Es necesario sostener el esfuerzo para construir puentes sólidos entre la neurociencia, la psicología y la educación
Pensemos en lo que está detrás de esta primera reflexión.Realmente no basta con entusiasmarnos con los avances científicos para “hacer” neuroeducación.
Sabemos que la neurociencia nos deslumbra, nos ofrece explicaciones, evidencias y bases para crear nuevas herramientas. Pero si queremos transformar verdaderamente la educación, no alcanza con la admiración por el conocimiento científico. Es necesario hacer algo más complejo, más comprometido: construir puentes sólidos y sostenidos entre la neurociencia, la psicología y la práctica educativa.
Con esta característica nació el campo de la neuroeducación: en pocas palabras, la neurociencia debía comprender la base neurobiológica del aprendizaje, partiendo del sentido humano que la psicología aporta a las investigaciones; la educación debía señalar los puntos de mayor complejidad en los procesos de enseñanza y aprendizaje, para que pudieran ser investigados con mayor profundidad; y la psicología no solo debía seguir aportando a ambas disciplinas, sino también generar condiciones que acercaran la investigación a la práctica educativa —y viceversa.
Desde el inicio, se visualizó un trabajo transdisciplinario, capaz de construir no solo una nueva epistemología o nuevos métodos de investigación, sino también herramientas concretas para transformar los entornos educativos. Sin ese esfuerzo integrador, ya se vislumbraba el riesgo de que los conceptos fueran difundidos y aplicados de forma superficial, descontextualizada o incluso de manera irresponsable, abriendo así espacio a los conocidos neuromitos.
Por ello, la neuroeducación no es simplemente un curso que se dicta a los docentes sobre ciertos descubrimientos del cerebro. Tampoco consiste en entusiasmarse con hallazgos aislados y asumir que, con eso, ya se está transformando la educación. Ese no es el espíritu del campo.
La neuroeducación es compleja. No se organiza en etapas lineales, ni sigue atajos. Implica construir jerarquías de profundidad entre saberes, generar lenguajes compartidos entre disciplinas, y traducir el conocimiento científico para que dialogue con la práctica educativa, sin perder su rigor. Solo después de ese trabajo previo —entre ciencia, psicología y educación— es posible formar verdaderamente a los educadores, y desde ahí, repensar y rediseñar la práctica con evidencia y sentido.
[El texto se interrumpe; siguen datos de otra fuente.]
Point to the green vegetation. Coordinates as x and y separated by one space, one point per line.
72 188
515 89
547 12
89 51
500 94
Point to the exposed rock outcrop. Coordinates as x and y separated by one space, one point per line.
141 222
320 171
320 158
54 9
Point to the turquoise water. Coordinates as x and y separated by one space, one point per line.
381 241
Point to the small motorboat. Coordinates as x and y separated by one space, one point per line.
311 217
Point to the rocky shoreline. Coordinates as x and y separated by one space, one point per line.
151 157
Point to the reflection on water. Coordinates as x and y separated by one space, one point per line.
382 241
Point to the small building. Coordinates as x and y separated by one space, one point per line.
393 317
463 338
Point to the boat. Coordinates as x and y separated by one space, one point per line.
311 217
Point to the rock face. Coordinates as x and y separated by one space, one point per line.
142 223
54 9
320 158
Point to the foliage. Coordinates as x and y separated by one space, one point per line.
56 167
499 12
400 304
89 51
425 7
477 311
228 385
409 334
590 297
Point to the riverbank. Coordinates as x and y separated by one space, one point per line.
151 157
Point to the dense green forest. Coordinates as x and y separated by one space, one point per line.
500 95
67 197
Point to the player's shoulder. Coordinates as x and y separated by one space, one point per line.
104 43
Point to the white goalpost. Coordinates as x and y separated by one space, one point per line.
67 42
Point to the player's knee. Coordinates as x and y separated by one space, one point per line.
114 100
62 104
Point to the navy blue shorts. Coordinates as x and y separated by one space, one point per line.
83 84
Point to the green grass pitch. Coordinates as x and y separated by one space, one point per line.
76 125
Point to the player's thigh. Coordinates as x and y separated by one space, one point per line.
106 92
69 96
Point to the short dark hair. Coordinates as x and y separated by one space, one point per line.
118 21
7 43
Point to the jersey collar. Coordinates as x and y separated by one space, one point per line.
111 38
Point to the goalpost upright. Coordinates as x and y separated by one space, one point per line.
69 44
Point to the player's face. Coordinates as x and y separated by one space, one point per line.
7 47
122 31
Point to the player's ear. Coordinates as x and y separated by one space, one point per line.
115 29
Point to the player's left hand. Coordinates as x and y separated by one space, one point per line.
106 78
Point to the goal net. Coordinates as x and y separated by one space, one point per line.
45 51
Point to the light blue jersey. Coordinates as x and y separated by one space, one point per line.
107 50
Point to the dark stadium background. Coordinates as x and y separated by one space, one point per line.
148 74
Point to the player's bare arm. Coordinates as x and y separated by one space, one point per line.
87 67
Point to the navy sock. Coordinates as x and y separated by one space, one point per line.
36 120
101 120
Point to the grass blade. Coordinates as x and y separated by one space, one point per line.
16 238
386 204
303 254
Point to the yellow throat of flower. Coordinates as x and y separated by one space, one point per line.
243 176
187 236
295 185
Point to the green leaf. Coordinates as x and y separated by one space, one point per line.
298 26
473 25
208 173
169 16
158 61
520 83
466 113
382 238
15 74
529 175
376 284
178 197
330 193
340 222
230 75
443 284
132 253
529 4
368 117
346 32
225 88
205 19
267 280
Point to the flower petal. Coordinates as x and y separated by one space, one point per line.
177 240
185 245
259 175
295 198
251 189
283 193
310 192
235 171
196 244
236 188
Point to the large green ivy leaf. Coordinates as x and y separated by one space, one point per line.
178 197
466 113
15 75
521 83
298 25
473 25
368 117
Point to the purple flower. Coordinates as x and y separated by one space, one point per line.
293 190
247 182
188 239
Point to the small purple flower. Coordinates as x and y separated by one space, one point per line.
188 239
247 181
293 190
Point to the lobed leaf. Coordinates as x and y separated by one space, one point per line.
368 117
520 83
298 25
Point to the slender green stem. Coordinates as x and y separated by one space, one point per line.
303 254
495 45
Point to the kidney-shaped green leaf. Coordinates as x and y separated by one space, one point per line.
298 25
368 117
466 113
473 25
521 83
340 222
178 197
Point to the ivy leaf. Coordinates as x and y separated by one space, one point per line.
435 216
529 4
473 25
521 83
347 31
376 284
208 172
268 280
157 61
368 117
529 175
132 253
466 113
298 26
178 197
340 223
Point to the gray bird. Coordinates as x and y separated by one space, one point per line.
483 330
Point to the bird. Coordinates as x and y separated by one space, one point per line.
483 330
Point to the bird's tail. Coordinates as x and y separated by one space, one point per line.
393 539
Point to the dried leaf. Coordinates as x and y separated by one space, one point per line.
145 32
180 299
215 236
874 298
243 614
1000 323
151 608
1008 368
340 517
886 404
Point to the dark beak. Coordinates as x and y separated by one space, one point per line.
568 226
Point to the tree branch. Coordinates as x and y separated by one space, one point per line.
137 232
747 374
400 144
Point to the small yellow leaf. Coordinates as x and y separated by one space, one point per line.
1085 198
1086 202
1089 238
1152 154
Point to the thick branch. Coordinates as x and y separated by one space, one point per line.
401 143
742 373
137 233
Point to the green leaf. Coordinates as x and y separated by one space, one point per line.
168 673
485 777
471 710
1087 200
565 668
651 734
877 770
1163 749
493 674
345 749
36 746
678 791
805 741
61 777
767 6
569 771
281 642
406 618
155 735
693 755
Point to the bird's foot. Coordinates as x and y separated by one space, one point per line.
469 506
Esta primera reflexión es una invitación a bajar el volumen de las promesas rápidas y a elevar la conversación hacia un lugar más ético, más profundo, más honesto. Transformar la educación no es repetir discursos. Es sostener, con ciencia y con conciencia, el diálogo complejo entre la neurociencia, la psicología y la educación. Un diálogo que no debe romantizarse ni simplificarse, sino ser protegido, nutrido… y respetado.
Quienes me conocen saben que no hablo de la neuroeducación desde afuera. Comencé este camino mucho antes de que la neuroeducación tuviera nombre. He estado allí desde los noventa, construyéndola, cuestionándola, cuidándola.